Vasco Da Gama (Goa)
This is one of Goa’s largest industrial and commercial cities located about 39kms southwest of Panaji. Vasco da Gama is a very neat & clean coastal town. Popularly known as Vasco, this town was originally called Sambhaji.
Imposing huge buildings and a church dominates the city centre here. Close to Marmagoa Harbour and 3 km from Dabolim airport, Vasco-Da-Gama is the junction of the railway lines into Goa. The town was named after the legendary Portuguese explorer and Goa’s former Viceroy, Dom Vasco da Gama. It lies on the western tip of the Mormugao peninsula overlooking the mouth of the Zuari River. This area came under Portuguese rule in 1543 and for a long time was a very busy port. The main town of Vasco is well laid out pretty much in a straight line along parallel roads interlinked by small bylanes.
There is hardly any landmark worth making a visit to Vasco, except for the 400-year old St. Andrews Church which lies at the entrance to the city. In recent times, the city has been attracting local visitors, to what is easily the best cinema theatre in the whole of Goa.
The port of Mormugao, around one of India’s few natural harbours, lies 4 kms from the city centre and the only airport in the state, the Goa Airport at Dabolim, is also about 4 kms from the city. Vasco also has a railway terminus for passenger trains to nearby areas outside Goa and more importantly a daily service which takes tourists to the magnificent Dudhsagar waterfalls near the state border.

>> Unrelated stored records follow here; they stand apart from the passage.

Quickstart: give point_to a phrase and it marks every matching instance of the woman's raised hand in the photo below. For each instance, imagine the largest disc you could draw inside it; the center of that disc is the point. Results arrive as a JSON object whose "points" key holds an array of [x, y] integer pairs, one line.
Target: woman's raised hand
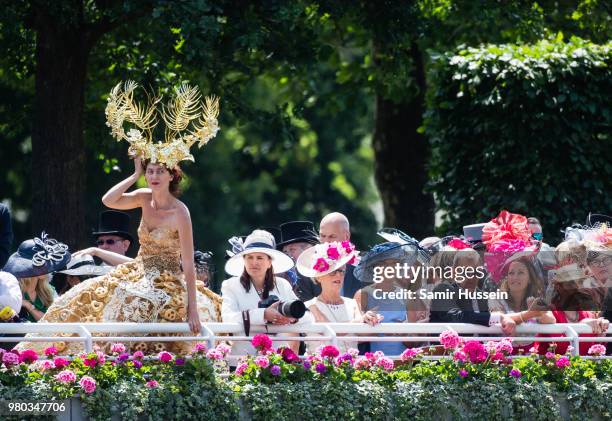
{"points": [[137, 165]]}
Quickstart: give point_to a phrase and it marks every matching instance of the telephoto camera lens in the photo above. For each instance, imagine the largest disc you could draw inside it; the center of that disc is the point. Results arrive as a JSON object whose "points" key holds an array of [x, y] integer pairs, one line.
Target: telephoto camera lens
{"points": [[295, 309]]}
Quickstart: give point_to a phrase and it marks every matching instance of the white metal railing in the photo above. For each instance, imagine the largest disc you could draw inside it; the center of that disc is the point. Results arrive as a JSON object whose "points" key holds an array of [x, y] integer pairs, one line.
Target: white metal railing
{"points": [[326, 332]]}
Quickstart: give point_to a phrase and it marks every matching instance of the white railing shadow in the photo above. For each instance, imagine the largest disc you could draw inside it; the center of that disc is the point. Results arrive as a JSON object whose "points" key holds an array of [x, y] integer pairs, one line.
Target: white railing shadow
{"points": [[325, 332]]}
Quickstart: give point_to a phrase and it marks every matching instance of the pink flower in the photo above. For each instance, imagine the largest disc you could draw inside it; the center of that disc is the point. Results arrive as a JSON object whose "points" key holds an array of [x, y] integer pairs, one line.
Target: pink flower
{"points": [[410, 353], [321, 265], [354, 352], [597, 350], [460, 356], [275, 370], [223, 349], [28, 356], [362, 363], [51, 351], [241, 368], [563, 362], [152, 384], [60, 363], [118, 348], [320, 368], [165, 356], [66, 376], [262, 361], [47, 365], [261, 342], [288, 355], [505, 346], [458, 244], [214, 354], [200, 348], [10, 358], [475, 351], [449, 339], [515, 372], [386, 363], [88, 384], [330, 351], [332, 252]]}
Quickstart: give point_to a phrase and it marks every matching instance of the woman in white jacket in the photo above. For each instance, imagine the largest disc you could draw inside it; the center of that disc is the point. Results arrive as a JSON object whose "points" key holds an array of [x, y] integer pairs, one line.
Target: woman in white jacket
{"points": [[252, 281]]}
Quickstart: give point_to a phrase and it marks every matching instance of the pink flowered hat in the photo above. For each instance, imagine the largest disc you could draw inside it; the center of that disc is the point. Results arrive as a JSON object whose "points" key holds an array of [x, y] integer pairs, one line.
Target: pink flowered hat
{"points": [[508, 238], [325, 258]]}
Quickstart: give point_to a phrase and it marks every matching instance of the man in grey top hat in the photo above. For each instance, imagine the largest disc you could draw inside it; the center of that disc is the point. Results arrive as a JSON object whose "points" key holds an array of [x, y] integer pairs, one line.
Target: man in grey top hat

There are two beaches near the city. The bigger and the more famous is the Bogmalo beach which is about 8 kms south-east of the town and the smaller one named Hollant lies just about halfway along the same road. Bogmalo beach has luxury and mid-range hotels in the neighborhood along with quite a few shacks where you can sample some tasty sea-food dishes.
Along this same road to the Bogmalo beach is located the Naval Air Museum, the only one of its kind in the whole of Asia. It has on display, some of the fighter aircraft which have done duty for India in its conflicts with the enemy.
Vasco-da-Gama is a key shipping centre, very important for the economy of Goa, which has a large number of mines in its interiors. The Mormugao port handles heavy traffic of container vessels and iron ore barges carrying ores and minerals to countries such as Japan and Korea.